OBJECTIVE:  To report on the population of infants receiving a tracheostomy, identify acute post-tracheostomy clinical decompensations, and seek predictive markers associated with acute complications following the placement of a tracheostomy.

STUDY DESIGN:  Retrospective deidentified clinical data was provided by the Infant Pulmonary Data Repository at Children's Mercy Hospital, Kansas City. Data from infants undergoing tracheostomy from January 1, 2008 through September 30, 2016 were divided into one of two study groups based on clinical correlations: (1) no acute decompensations within 72 hours post-tracheostomy or (2) acute clinical decompensation defined as sustained escalation of respiratory care within the 72 hours following tracheostomy.

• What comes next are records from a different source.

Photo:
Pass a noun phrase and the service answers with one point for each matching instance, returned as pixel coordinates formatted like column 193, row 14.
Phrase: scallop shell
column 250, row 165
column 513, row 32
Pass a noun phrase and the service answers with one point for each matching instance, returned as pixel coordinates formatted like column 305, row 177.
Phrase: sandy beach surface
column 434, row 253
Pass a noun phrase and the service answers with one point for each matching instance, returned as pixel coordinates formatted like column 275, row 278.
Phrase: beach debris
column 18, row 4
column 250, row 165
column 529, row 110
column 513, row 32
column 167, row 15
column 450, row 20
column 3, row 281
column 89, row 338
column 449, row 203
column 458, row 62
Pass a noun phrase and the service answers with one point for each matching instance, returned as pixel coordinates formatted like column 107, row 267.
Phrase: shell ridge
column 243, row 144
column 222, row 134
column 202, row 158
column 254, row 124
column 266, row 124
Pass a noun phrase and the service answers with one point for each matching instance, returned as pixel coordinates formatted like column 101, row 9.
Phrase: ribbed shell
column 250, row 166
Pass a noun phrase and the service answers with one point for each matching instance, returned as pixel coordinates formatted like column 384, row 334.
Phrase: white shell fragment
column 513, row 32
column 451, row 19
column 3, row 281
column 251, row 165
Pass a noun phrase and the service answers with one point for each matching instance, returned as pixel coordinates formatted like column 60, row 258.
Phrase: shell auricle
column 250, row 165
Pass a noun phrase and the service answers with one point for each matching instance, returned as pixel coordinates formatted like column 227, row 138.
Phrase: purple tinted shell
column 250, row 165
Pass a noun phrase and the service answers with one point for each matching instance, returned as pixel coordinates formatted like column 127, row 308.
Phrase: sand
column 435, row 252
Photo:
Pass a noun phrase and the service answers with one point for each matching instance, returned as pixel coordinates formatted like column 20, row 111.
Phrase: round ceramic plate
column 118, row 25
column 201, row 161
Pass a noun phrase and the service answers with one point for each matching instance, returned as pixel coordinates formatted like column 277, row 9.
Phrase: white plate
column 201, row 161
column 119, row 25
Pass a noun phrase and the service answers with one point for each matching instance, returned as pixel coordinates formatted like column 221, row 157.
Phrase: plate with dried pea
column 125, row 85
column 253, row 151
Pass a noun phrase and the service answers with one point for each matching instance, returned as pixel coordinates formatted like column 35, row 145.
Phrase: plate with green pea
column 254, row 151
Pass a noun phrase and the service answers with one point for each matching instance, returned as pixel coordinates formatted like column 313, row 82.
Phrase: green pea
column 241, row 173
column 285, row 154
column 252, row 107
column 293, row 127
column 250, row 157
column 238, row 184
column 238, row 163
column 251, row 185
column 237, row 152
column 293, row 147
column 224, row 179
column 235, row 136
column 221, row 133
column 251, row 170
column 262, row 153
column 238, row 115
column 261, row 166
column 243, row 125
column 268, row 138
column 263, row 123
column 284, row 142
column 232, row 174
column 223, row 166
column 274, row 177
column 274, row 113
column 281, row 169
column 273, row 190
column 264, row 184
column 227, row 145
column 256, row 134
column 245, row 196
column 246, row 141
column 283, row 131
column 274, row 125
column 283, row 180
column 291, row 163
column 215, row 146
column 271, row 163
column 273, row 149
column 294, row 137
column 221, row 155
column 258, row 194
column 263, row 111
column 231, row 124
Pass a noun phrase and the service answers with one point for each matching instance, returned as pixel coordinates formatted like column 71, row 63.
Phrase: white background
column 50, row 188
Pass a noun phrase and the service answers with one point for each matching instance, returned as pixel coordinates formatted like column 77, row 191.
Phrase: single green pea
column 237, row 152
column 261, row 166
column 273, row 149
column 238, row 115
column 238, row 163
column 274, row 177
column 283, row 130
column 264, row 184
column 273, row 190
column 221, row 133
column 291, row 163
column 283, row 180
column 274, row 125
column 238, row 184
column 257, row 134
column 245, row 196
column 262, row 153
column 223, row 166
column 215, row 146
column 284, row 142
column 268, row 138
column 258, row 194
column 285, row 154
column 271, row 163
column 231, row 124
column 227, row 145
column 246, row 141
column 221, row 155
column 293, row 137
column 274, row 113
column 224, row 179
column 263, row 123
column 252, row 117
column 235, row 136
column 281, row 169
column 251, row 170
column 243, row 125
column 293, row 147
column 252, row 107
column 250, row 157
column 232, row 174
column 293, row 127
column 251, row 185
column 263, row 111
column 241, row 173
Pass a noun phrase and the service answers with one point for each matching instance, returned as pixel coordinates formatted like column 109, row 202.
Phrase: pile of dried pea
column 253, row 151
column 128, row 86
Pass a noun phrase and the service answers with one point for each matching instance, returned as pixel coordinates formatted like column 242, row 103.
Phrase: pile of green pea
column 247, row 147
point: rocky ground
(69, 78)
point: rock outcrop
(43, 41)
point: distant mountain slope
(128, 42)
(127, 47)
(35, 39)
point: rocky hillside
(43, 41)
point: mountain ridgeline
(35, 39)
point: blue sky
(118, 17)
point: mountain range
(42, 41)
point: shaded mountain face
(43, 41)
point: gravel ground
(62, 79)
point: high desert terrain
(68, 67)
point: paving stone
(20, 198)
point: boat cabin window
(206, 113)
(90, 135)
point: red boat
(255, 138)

RESULTS:  Thirty-four percent of infants undergoing tracheostomy during this period developed acute post-tracheostomy clinical decompensations. Elevated pre-tracheostomy positive end expiratory pressure, mean airway pressure, and echocardiogram findings suggestive of pulmonary hypertension (PH) or ventricular dysfunction were associated with acute post-tracheostomy clinical decompensations. Additionally acute post-tracheostomy clinical decompensation was associated with higher rate of death prior to discharge.

CONCLUSION:  Infants requiring higher respiratory support and infants with PH or ventricular dysfunction are at risk of acute post-tracheostomy clinical decompensation, thus identifying these patients may lead to better pre-tracheostomy counseling and potentially targeted treatments to decrease this risk.